An August e-mail from Andrews to outside groups said the Commerce Committee was aiming for a hearing and a markup in September or October. Some industry players were told last month that the panel hoped to circulate a fresh draft and vote on the bill before the end of October. But Andrews said Monday he did not want to set arbitrary deadlines, adding that Rockefeller had instructed him to "move it when we get it right."

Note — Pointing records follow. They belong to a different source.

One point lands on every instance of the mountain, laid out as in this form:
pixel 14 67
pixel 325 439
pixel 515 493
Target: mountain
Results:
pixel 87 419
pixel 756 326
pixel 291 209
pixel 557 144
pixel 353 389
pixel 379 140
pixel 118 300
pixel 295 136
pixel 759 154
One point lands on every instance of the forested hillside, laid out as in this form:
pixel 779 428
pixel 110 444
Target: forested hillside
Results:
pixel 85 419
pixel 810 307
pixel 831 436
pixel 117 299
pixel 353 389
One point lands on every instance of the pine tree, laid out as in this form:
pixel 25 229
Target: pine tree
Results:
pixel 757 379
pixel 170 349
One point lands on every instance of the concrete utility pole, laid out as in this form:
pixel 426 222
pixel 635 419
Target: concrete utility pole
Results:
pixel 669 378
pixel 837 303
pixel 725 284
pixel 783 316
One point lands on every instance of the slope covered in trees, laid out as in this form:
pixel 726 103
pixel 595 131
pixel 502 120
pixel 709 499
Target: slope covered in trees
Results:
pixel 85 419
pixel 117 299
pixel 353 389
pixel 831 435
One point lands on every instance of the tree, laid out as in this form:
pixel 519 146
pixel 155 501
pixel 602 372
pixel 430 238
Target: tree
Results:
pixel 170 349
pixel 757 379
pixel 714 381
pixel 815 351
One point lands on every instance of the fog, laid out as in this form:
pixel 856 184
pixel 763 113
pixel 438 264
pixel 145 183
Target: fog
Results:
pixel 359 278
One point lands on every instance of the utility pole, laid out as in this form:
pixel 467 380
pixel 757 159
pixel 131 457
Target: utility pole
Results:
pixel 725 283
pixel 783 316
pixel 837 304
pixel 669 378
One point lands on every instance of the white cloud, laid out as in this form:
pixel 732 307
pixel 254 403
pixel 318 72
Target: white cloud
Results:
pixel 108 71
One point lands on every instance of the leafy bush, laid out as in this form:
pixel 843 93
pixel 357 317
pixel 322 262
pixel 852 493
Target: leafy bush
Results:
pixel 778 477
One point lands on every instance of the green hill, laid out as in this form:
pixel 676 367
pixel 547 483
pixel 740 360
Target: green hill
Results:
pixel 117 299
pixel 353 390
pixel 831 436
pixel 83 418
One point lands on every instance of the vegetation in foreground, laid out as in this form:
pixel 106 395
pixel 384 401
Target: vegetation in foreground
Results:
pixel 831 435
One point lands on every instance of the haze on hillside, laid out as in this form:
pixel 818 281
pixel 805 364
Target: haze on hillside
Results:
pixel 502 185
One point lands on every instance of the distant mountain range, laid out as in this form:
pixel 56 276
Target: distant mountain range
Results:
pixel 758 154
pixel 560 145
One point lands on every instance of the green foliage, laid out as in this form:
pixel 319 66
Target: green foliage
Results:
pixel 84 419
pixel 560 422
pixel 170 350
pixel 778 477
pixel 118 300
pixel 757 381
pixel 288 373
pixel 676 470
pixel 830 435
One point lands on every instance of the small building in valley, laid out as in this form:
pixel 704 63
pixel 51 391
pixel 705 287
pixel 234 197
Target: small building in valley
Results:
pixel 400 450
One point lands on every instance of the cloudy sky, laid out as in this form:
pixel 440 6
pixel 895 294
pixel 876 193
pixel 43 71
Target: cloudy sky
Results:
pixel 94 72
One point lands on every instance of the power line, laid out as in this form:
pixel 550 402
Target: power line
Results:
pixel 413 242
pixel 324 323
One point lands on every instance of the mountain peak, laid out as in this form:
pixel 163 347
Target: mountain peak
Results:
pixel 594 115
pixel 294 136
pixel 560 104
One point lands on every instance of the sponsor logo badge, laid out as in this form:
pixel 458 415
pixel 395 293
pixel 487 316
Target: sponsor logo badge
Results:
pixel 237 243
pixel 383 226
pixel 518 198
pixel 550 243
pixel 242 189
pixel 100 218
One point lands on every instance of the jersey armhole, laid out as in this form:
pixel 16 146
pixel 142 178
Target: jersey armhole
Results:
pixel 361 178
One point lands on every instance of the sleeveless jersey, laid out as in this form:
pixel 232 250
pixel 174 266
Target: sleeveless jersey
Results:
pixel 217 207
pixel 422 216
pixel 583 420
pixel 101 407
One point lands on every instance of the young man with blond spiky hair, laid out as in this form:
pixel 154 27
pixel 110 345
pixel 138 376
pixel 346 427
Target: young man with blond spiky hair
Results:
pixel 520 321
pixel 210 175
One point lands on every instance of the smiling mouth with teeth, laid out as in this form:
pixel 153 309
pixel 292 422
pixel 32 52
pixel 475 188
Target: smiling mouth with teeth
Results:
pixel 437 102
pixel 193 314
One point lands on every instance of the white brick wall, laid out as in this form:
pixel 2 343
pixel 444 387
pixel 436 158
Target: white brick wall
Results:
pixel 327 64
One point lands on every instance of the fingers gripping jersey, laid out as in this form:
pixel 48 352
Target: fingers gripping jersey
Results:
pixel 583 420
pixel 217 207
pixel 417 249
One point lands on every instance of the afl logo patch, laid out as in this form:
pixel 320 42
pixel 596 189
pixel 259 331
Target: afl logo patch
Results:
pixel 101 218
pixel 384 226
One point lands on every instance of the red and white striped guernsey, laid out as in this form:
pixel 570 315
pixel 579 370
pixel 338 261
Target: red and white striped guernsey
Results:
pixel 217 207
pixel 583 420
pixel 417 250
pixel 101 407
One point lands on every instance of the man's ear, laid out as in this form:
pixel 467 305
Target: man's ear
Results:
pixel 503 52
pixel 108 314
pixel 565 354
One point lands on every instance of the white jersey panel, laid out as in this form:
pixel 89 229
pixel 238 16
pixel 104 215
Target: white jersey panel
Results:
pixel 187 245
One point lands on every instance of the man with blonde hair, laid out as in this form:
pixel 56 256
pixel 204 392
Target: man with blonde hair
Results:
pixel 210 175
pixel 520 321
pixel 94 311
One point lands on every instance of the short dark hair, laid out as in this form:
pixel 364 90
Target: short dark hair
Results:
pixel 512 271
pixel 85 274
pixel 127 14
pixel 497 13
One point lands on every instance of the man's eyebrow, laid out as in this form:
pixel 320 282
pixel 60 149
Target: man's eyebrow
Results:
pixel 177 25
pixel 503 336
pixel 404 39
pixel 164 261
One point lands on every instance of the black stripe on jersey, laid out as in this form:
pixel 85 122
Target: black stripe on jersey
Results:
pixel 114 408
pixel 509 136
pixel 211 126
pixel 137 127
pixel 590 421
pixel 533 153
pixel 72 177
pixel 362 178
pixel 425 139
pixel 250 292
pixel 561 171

Homeland Security and Governmental Affairs Committee ranking member Susan Collins, R-Maine, will soon unveil a measure that would give the Homeland Security Department, rather than a White House czar, primary authority to protect federal civilian and private computer networks. Homeland Security and Governmental Affairs Chairman Joseph Lieberman, I-Conn., plans to outline his bill at a Chamber of Commerce speech on Oct. 30, but he and Collins will likely work out a compromise.

COMMENTS

  • This bill is a pipedream Will be opposed or even vetoed by the Administration. As for DHS and cyber security (one of the primary rationales for creating DHS) cyber security has been a step-child since day one because of the lack of regulatory and standard setting authority in DHS. It is a myth that the private sector controls 85% of critical infrastructure. Most of the cyber world and critical infrastructure has some Federal funding behind it. The whole cyber security is a sham with the feds paying for the essential venture capital needed by the private sector to help loot those who are dependent on IT and of course security is one of the last concerns of the private sector unless Uncle Sugar pays for it.
  • Whose house of cards has the most to lose in this light of day? For those who know what I know, this bill makes total sense. Kinda like Nazi mass murderers trying to hide their past deeds and future plans from the people. The German Nazis didn't have the internet, but they did had books. The fascists of today are one in the same. The internet is the single most powerful weapon to defend ourselves with. If Mao, Stalin, Pol Pot, Hitler, amongst others, had the internet in their time, what would they have done with it? Destroying it, is too obvious. To CONTROL it, in the name of national security is an easy sell to the ignorant masses. Give it a name like CYBER SECURITY. Who can be against that? The saxon game is slow. But that is why it seems to work. Little by little, liberty will fail, if people stay ignorant in apathy. If you fail to wake up, you will love your new home. If you wake up at all, you'll realize that you've lost everything, except freedom.